C’est le printemps, les rayons du soleil percutent timidement les murs blancs et tout s’éclaircit. C’est le moment idoine pour parler du premier album d’Autisti qui, justement, sort ces jours-ci. Un album qui ressuscite un temps reculé où de l’autre côté de l’Atlantique, un paquet de groupes qui avaient plus ou moins notre âge mélangeaient dans le même élan punk rock, folk, sauvagerie hardcore, refrains pop portés par de lumineuses mélodies, mélancolie revêche et hargne séminale et inventaient une esthétique nouvelle. On ne savait pas trop comment ça s’appelait alors (et on n’est toujours pas sûr de bien savoir) mais on passait beaucoup de temps à explorer leurs disques : Bug, Sister, May I Sing With Me, The Real Ramona, Every Good Boy Deserves Fudge, On The Mouth, Bakesale, etc. car la liste ne saurait de toute façon être exhaustive. Ça allait de pair avec notre vie d’alors qui mêlait l’inquiétude à l’insouciance, les idéaux au manque d’idéaux, l’amour naissant et les grandes déclarations à la con, la certitude de mornes lendemains mais de surlendemains sans doute moins austères, la rage et la colère sans finalement trop savoir contre qui et encore moins contre quoi. Bref, les ’90s. Autisti vient de ce fuseau horaire là et retranscrit dans sa musique un peu tout ça. En revanche, le groupe arrive de Suisse mais pour le reste, on s’y croirait vraiment. Pour autant, il ne s’agit nullement d’un succédané sans pertinence ou d’un vague ersatz ne fonctionnant que sur la nostalgie. Il y a de la densité là-derrière et le moins que l’on puisse dire, c’est que les morceaux sont infiniment bien écrits. Ils ont beau sonner crades et approximatifs, ils n’en restent pas moins jubilatoires et passionnants et le disque, porté par une flopée de tubes, file à la vitesse de l’éclair et appelle les écoutes répétées. Aucune pose, encore moins de calcul, juste l’envie de sortir de ses doigts et de sa bouche la musique que l’on sait coincée au fond de soi et qui ne demande qu’à trouver en nous un écho favorable.

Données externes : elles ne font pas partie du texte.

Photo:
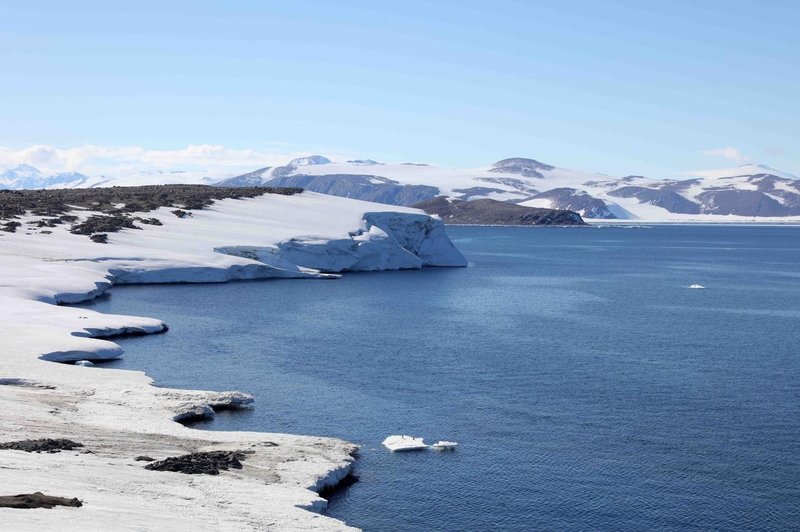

Ce qui devrait fatalement se passer eu égard à ce qu’elle contient : des morceaux tout à la fois plombés et aériens où les mélodies solaires prennent appui sur un parterre on ne peut plus carnassier. Ils sont donc tout le temps accortes mais explosent tout aussi souvent. Un paradigme posé dès l’entame avec The Dower qui commence tranquillement/on s’accorde avant de sortir ses griffes et d’envoyer danser derrière les yeux ses réminiscences d’un lointain Sebadoh qui aurait pas mal misé sur les chœurs. Pour le suivant, on est déjà ailleurs, le course jusqu’ici altière ralentit et se montre un poil plus fatiguée, ce qui permet la mise en avant d’une voix qui ne crache pas sur les aigus et menace de rompre sans jamais le faire. Comme sur L’Altro Mondo ou You Felons! plus loin pour lesquels elle finit pas raboter les tympans à l’unisson de morceaux littéralement abrasifs. Mais Autisti, ce n’est pas que ça, le groupe peut aussi se montrer plus calme (mais pas moins inquiet) comme en attestent Curb ou encore Trundle Beds, l’orgue en bandoulière, montrant la grande mélancolie de l’ensemble. Dans ce moments-là, le trio aussi vise juste. On voit donc bien que tout cela se montre très varié et malgré l’aspect monolithique dû à une production parfaite qui fait invariablement bien sonner l’ensemble (enregistré sur un quatre pistes cassette), on passe de pic en abysse en un clin d’œil et on ne s’ennuie donc jamais. Un pied dans l’indie-rock, l’autre se baladant sur un large segment reliant la folk au grunge, Autisti dessine du bout des orteils un triangle fatal et magnétique dont on ne peut s’échapper. Réunissant Louis Jucker (une guitare, une voix), Emilie Zoé (l’autre guitare, l’autre voix et l’orgue aussi) et Steven Doutaz (batterie), le groupe donne l’impression d’avoir sorti le disque-somme réunissant des facettes explorées auparavant alors qu’il ne s’agit-là que du premier. Un tour de force exécuté sans effort apparent tant on retient la simplicité comme maître mot d’Autisti. Une simplicité qui fait mouche et permet au disque de s’insinuer pour longtemps dans la boite crânienne.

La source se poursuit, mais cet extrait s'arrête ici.